The career of Pietro Benvenuti, one of the leading figures of the Neoclassical movement in Italy, was particularly rooted in Tuscany. He was born in Arezzo and began his studies at the Accademia di Belle Art in Florence, where he was taught by Giuseppe Piattoli and Sante Pacini. He went to Rome when in his 20s and there his art developed not only under the influence of Vincenzo Camuccini and Antonio Canova (who would become a close friend), but also from the study of Italian Baroque painting. Benvenuti’s career flourished in the period of French rule in Italy (1794-1814). He returned to Florence in 1803 as Court Painter and Director of the Accademia in Florence. Commissions from Napoleon and his sister Elisa Baciocchi, who was appointed Grand Duchess of Tuscany, followed (Versailles and Palazzo Pitti, Florence). After the fall of Napoleon and the restoration of the Habsburg-Lorraine dynasty, Benvenuti continued to receive important commissions, among which were frescoes in Palazzo Pitti and the ceiling of the Cappella dei Principi in San Lorenzo. Throughout Benvenuti combined his love of drama with crisp and legible design to create compositions classicizing, but with a vibrant Romantic tendency.

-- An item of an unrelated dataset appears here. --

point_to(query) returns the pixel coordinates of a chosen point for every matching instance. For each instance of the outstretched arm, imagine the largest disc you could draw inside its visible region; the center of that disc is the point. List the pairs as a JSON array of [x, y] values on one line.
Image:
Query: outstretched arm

The present work is a notable example of Benvenuti’s independent work for private patrons. Theseus has abandoned Ariadne, who had led him out of the Labyrinth devised by her father King Minos, on the island of Naxos. Disconsolate in her love for Theseus, the sail of whose departing ship can be seen on the horizon, she falls asleep near rocks by the shore. The God Bacchus, returning from India, is drawn to Ariadne by the figure of Cupid, who pulls him by his quiver strap while cautioning him to silence. Ariadne is naked to her waist, as described by Philostratus (Imagines I.15). Bacchus wears a crown of grape leaves, punctuated by grape clusters, and grasps in his right hand his traditional attribute, the thyrsus, a staff topped with a pine cone. He raises his left arm in a gesture of both astonishment and protection, as he immediately falls in love with Ariadne. In the distance at left, the aged Silenus, Bacchus’s tutor, is being helped up the hill, while Satyrs drink wine from a goblet and blow pipes, and Maenads carry baskets of grapes and play the tambourine. Ariadne will soon awake and be consoled by Bacchus; the two will marry and enjoy eternal happiness.
The artist mentioned the Bacchus and Ariadne in his third-person autobiographical notes published by Viviani: “He painted a picture with figures one-third life size, depicting Bacchus finding Ariadne on the Island of Naxos for an English gentleman.” That English gentleman, as the dedication of the engraving published in 1823 makes clear, was a certain “Colonello Wilson,” whom we know to have been a patron of Lorenzo Bartolini as well.
An initial sketch features a standing Bacchus on the right, with Ariadne prone but supported at the lower left. A more developed drawing, detailing the essentials of the composition, is in the Casa Sandrelli, Arezzo. Here Cupid appears to Bacchus’s left, while his followers are at the center right. Bacchus’s thyrsus rests on his shoulder. In a third drawing in the Bartolini Collection, Siena, the finished composition is established.
Fornasari has drawn attention to the varied influences on Benvenuti at this moment –ancient sculpture, the work of Canova, Thorvaldsen, and Venetian painting of the sixteenth-century. Certainly there are echoes of both the Apollo Belvedere (Rome, Vatican) and Thorvaldsen’s Jason with the Golden Fleece (Copenhagen, Thorwaldsen Museum) in the pose and attitude of Bacchus in the present work, while the figure of the sleeping Ariadne recalls both ancient sculptural prototypes and the elaborations of them by Titian and his contemporaries.